A trip to any locale would not be complete without a souvenir item or two, and after searching and not finding even one ref magnet in Taal, we turned to a more unconventional memento, Batangas’ famous balisong.
Butterfly knives, fan knives and click clacks are just some of the names that have been associated with the peculiar knife that hails from this province.
The knife originated from the French fan knife and its first local incarnation was handcrafted from a small barrio named Balisong in Batangas. It was said that the term balisong came from the term baling sungay (broken horn) since the first of these kinds were made from carved carabao horns.
Everyone in the country is familiar with balisong and I bet most of us had handled or owned one at one time or another, but for those unfamiliar with this kind of blade, I’ll give a brief description.

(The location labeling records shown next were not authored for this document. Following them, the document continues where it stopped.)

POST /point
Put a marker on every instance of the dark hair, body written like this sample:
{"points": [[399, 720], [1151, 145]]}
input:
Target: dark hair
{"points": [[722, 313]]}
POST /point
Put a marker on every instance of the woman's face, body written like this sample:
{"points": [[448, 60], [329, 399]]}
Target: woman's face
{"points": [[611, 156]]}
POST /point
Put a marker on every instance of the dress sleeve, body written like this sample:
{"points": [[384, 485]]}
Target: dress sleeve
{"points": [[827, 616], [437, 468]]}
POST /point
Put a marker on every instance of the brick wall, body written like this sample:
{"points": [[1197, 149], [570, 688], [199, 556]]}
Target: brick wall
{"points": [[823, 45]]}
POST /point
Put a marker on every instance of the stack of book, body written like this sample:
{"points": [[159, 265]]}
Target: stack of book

A balisong is a folding knife with two handles that encloses and hides the blade when not in use. The blade is revealed by flipping open the two half-handles that clips together and form its grip. The real charm of this weapon is from the way it is fancifully flipped open, click here for a demo.
For an easier explanation, here’s an illustration from Wikipedia:
The store we checked out also has various blades for sale, including home-made cleavers, machetes and pen-knives (which looks like a pen, but instead of having a ball point, it has knife inside). They also have a foot-long Batangas balisong displayed in a frame, but I forgot to ask if it was for sale.
Note that it is legal to sell and own a balisong to a certain extent, 29cm being its legal length limit.
It is generally believed that every Batangueños own a balisong. I asked my Batangueña officemate regarding this legend and she says she does not have one, she was even asking us if we could buy her one; so there goes that myth.